Solved – Bias / variance tradeoff math

bias-variance tradeoffmseunbiased-estimator

I understand the matter in the underfitting / overfitting terms but I still struggle to grasp the exact math behind it. I've checked several sources (here, here, here, here and here) but I still don't see why exactly bias and variance oppose each other like, e.g., $e^x$ and $e^{-x}$ do:


source

It seems like everybody derives the following equation (omitting the irreducible error $\epsilon$ here)
$$\newcommand{\var}{{\rm Var}}
E[(\hat{\theta}_n – \theta)^2]=E[(\hat{\theta}_n – E[\hat{\theta}_n])^2] + (E[\hat{\theta}_n – \theta])^2
$$
and then, instead of driving the point home and showing exactly why the terms on the right behave the way they do, starts wandering about the imperfections of this world and how impossible it is to be both precise and universal at the same time.

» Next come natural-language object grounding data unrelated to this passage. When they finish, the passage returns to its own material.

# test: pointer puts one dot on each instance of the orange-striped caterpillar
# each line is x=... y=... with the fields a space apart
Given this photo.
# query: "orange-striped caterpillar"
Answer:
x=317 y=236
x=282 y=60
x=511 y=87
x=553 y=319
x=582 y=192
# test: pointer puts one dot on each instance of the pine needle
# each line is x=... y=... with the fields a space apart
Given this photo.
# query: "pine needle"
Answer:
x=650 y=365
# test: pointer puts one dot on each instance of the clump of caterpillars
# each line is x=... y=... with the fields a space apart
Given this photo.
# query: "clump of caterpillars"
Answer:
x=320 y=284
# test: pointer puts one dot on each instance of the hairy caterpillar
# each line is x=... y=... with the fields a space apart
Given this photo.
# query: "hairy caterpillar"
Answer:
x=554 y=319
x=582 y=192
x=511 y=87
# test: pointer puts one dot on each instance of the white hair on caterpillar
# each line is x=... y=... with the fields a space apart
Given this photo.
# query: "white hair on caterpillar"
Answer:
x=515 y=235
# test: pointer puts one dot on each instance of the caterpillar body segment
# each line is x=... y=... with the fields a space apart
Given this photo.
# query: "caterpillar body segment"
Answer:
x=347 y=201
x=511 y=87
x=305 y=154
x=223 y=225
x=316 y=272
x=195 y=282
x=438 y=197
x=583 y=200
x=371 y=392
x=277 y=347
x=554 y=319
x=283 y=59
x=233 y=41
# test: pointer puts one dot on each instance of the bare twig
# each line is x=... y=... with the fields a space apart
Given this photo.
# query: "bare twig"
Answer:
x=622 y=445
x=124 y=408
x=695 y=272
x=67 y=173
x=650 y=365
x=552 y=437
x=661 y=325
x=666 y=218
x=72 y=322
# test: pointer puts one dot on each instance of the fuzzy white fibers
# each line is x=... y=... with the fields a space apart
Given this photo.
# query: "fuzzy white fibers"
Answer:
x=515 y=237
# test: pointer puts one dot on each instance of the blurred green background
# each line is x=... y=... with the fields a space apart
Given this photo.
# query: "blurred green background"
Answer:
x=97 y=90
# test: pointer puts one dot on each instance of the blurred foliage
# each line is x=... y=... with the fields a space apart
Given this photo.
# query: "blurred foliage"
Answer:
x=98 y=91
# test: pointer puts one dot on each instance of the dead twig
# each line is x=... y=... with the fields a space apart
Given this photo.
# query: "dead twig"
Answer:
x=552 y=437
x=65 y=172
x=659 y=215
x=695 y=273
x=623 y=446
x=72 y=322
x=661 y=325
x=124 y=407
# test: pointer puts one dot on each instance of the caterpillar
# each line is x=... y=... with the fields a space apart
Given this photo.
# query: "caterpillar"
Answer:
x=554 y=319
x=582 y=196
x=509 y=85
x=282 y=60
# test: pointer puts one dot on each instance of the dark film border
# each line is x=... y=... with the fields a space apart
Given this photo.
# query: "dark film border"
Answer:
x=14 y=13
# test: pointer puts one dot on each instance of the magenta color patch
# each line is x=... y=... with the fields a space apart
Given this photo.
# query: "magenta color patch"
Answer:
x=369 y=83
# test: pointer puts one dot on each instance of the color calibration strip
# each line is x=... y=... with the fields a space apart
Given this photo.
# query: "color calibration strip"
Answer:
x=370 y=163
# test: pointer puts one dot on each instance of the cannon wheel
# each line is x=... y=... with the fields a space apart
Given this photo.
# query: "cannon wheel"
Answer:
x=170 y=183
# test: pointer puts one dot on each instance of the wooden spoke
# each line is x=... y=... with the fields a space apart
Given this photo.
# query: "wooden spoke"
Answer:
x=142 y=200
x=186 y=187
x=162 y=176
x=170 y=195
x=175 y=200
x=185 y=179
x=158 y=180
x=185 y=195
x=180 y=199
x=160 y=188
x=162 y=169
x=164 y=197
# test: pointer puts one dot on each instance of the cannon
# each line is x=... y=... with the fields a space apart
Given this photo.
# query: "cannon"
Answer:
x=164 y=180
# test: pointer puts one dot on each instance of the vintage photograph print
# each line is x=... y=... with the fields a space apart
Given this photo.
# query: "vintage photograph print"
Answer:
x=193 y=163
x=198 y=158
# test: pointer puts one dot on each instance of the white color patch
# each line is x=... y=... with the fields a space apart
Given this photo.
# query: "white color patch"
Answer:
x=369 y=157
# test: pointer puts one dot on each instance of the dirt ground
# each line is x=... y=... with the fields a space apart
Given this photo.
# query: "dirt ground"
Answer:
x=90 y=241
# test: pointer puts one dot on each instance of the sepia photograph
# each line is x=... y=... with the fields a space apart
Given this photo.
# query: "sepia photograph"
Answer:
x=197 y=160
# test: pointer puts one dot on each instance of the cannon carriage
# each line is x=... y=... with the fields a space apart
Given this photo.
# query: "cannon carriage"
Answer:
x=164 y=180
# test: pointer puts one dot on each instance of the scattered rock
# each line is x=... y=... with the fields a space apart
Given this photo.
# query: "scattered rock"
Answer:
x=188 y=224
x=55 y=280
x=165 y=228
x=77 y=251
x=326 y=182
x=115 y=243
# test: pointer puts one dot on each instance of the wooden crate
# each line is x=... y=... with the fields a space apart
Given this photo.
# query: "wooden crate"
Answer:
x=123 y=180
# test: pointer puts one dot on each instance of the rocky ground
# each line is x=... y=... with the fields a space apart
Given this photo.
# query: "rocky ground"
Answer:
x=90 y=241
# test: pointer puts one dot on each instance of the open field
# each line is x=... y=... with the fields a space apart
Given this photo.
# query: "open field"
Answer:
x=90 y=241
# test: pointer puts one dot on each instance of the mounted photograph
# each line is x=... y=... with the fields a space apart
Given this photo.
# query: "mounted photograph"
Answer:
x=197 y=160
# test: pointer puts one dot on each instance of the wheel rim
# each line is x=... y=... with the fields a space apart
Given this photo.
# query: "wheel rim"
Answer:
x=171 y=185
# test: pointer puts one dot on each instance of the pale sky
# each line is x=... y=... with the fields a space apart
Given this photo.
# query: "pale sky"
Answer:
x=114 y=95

The obvious counterexample

Say, a population mean $\mu$ is being estimated using sample mean $\bar{X}_n = \frac{1}{n}\sum\limits_{i=1}^{n}X_i$, i.e. $\theta\equiv\mu$ and $\hat{\theta}_n\equiv\bar{X}_n$ then:
$$MSE = \var(\bar{X}_n – \mu) + (E[\bar{X}_n] – \mu)^2 $$
since $E[\bar{X}_n]=\mu$ and $\var(\mu) = 0$, we have:
$$MSE = \var(\bar{X}_n) = \frac{1}{n}\var(X)\xrightarrow[n\to\infty]{}0$$

So, the questions are:

  1. Why exactly $E[(\hat{\theta}_n – E[\hat{\theta}_n])^2]$ and $E[\hat{\theta}_n – \theta]$ cannot be decreased simultaneously?
  2. Why can't we just take some unbiased estimator and reduce the variance by increasing sample size?

Best Answer

First, nobody says that squared bias and variance behave just like $e^{\pm x}$, in case you are wondering. The point simply is that one increases and the other decreases. It'd similar to supply and demand curves in microeconomics, which are traditionally depicted as straight lines, which sometimes confuses people. Again, the point simply is that one slopes downward and the other upward.

Your key confusion is about what is on the horizontal axis. It's model complexity - not sample size. Yes, as you write, if we use some unbiased estimator, then increasing the sample size will reduce its variance, and we will get a better model. However, the bias-variance tradeoff is in the context of a fixed sample size, and what we vary is the model complexity, e.g., by adding predictors.

If model A is too small and does not contain predictors whose true parameter value is nonzero, and model B encompasses model A but contains all predictors whose parameter values are nonzero, then parameter estimates from model A will be biased and from model B unbiased - but the variance of parameter estimates in model A will be smaller than for the same parameters in model B.